Cong through the observation of thorns on the first point of cerebral infarction lesions around tubulin expression of the first points of regulation Cong thorn cerebral ischemia local micro-environment, to maintain the integrity of nerve cells skeleton playing an important role. To further clarify the first point Cong thorn for the resumption of cerebral infarction and cerebral infarction treated with acupuncture for the mechanism to provide an objective theory.Methods: This study elected to Wister male rats for 60 subjects objects were divided into scalp Cong thorn group and the control groups, each of the 25, the sham group 10. Longa by the improved prepared by the rat middle cerebral artery occlusion model.

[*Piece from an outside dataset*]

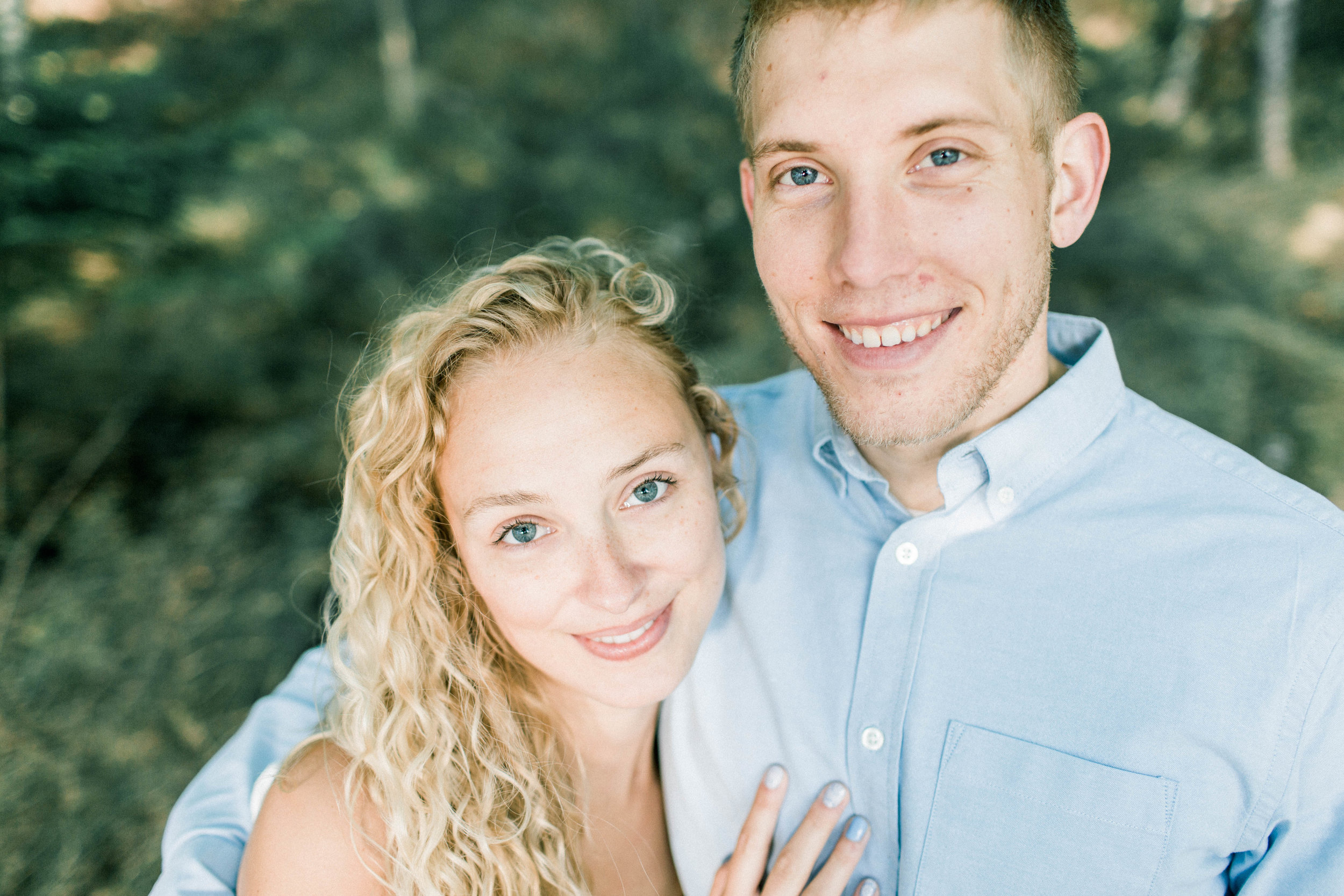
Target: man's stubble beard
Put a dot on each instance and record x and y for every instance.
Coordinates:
(966, 396)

Scalp Cong thorn in the group to use the head-Acupoints seven areas of law, from the top, a day trip scalp Cong thorn, stay-30 minutes, the control group without any treatment. In each group after 1 d, 3d, 7d, 14d, 21d carry out acts of score and the execution of five, from brain tissue. Immunohistochemistry was used to observe each time around the focus point of cerebral infarction Tubulin expression.Results: 1.Scalp Cong thorn group of seven days, 14 days, 21 days later, the rats behavior than the score after one day, three days have greatly improved and is better than the control group (P < 0.05). 2.Scalp Cong thorn group and control group in 1,3 days infarction visible around a small number of Tubulin positive cells, the two groups was not significant (P> 0.05). 7, 14 days infarction around Tubulin positive cells have markedly increased, the first point Cong thorn Tubulin expression than the control group were significantly, the two groups had a significant (P <0.05). Tubulin 21 days of the two groups have come down, there are still significant difference between the two groups (P <0.05).Conclusion: Cong thorn scalp can promote cerebral infarction after infarction in the surrounding nerve tissue tubulin expression and inhibit brain damage after Ca2 + influx, calcium-activated and tubulin of decomposition, so as to reduce the nerve cell cytoskeleton collapse, to prevent Delayed axons fault occurred, to reduce neuron death, contribute to the recovery of neurological function.